Caching

ProxyLLM keeps a two-tier cache: an exact-string match first, then a semantic similarity search. Cache hits return in milliseconds and cost you nothing in upstream tokens.

How a request is cached

The system prompt + last user message are normalized (lowercased, punctuation stripped, whitespace collapsed) and SHA-256'd.
Exact match: if the hash exists in Redis, we return the cached response immediately. No API call.
Semantic match:on a miss, we embed the normalized text and scan the workspace's vector pool (dot product). If any stored vector scores ≥ the similarity threshold (default 0.93), we return its cached response.
On both misses, we forward to the LLM. The response is stored under the new hash + a vector is added in the background.

Response headers

Header	Meaning
`x-proxyllm-cache`	`hit` or `miss`
`x-proxyllm-cache-type`	Only set on hit. `exact` or `semantic`.
`x-proxyllm-cache-similarity`	Only set on semantic hit.
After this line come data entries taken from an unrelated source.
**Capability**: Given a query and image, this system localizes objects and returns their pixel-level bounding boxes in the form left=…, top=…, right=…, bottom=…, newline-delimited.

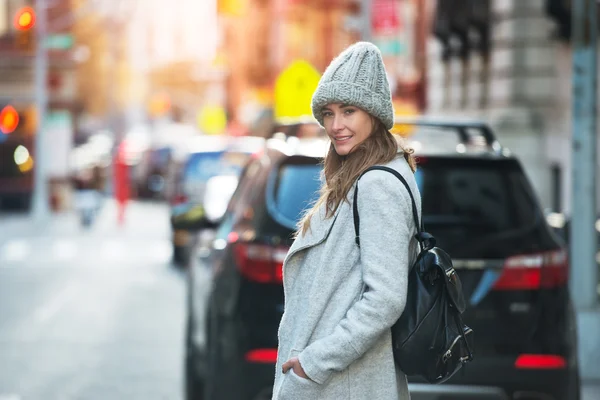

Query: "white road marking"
left=52, top=240, right=77, bottom=261
left=34, top=282, right=81, bottom=323
left=0, top=239, right=31, bottom=261
left=100, top=239, right=125, bottom=260
left=0, top=394, right=21, bottom=400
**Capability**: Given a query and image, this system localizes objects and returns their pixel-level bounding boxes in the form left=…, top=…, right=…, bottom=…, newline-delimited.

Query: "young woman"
left=273, top=42, right=421, bottom=400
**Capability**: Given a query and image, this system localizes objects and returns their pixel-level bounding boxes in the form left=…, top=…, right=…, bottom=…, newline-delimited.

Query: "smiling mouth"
left=333, top=136, right=352, bottom=143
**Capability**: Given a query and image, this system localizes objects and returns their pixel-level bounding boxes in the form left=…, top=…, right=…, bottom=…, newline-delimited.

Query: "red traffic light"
left=15, top=7, right=35, bottom=31
left=0, top=106, right=19, bottom=134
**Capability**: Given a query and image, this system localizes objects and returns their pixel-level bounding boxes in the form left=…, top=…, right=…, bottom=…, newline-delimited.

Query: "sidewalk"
left=581, top=382, right=600, bottom=400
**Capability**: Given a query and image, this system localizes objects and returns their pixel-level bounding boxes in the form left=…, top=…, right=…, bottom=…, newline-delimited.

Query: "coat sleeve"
left=298, top=171, right=416, bottom=383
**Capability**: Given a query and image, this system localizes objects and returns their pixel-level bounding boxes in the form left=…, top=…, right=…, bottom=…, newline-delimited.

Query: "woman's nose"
left=332, top=115, right=344, bottom=132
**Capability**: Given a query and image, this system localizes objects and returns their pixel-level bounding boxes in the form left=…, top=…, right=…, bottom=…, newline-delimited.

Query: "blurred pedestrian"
left=114, top=141, right=130, bottom=225
left=273, top=42, right=421, bottom=400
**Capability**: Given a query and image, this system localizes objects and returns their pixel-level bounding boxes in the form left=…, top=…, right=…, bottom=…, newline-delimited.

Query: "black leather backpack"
left=353, top=166, right=473, bottom=383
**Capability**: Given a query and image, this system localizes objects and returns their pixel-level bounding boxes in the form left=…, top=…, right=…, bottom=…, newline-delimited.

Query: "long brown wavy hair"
left=296, top=117, right=417, bottom=235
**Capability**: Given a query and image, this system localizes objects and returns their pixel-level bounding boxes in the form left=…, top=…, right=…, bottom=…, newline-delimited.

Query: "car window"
left=416, top=157, right=555, bottom=258
left=267, top=163, right=322, bottom=229
left=183, top=151, right=250, bottom=182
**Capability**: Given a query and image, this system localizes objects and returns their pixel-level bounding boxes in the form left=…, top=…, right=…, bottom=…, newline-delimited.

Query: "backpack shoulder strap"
left=352, top=165, right=423, bottom=247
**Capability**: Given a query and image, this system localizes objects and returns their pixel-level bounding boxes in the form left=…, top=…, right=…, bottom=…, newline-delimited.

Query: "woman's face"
left=323, top=103, right=373, bottom=156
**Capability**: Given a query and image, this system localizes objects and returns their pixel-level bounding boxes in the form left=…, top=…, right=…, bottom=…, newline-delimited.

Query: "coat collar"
left=284, top=202, right=344, bottom=263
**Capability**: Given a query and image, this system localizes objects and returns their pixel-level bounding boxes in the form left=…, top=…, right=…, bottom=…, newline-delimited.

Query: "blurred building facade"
left=427, top=0, right=600, bottom=214
left=218, top=0, right=360, bottom=134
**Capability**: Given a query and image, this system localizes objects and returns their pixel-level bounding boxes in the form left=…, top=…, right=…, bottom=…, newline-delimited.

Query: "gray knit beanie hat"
left=311, top=42, right=394, bottom=129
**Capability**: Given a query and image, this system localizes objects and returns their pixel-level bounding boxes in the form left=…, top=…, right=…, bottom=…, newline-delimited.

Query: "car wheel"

Cosine similarity, e.g. `0.9612`.
`x-proxyllm-cost`	Upstream cost we charged (USD). `0.00000000` on cache hits.
`x-proxyllm-cost-saved`	Only on hit. Estimated USD you avoided by hitting cache instead of the upstream provider.
`x-proxyllm-model`	The model that was used (or would have been used) for this request.

Plan limits

Free: exact + semantic cache, 24h TTL, 1,000-vector pool per workspace (FIFO eviction).
Pro: exact + semantic cache, 72h TTL, 10,000-vector pool.
Scale: exact + semantic cache, 168h (7d) TTL, unlimited vector pool.

When the cache is automatically bypassed

Some requests skip the cache entirely — no read, no write. We do this conservatively to avoid serving a response that was generated for a different conversation:

Multi-turn conversations (more than one message). The cache key uses only system + last user message, so two different conversations that share the same final user message would collide. Single-turn requests cache normally.
Tool use, extended thinking, and non-text content blocks on /v1/messages— tool results are intent-specific, thinking outputs depend on budget, and images/documents aren't text-comparable.

Skipping the cache manually

Add a small unique token to your prompt (e.g. a request ID or timestamp) when you genuinely need a fresh generation. The normalized text will differ — no cache hit. Use sparingly: bypassing the cache is what you're paying us to avoid.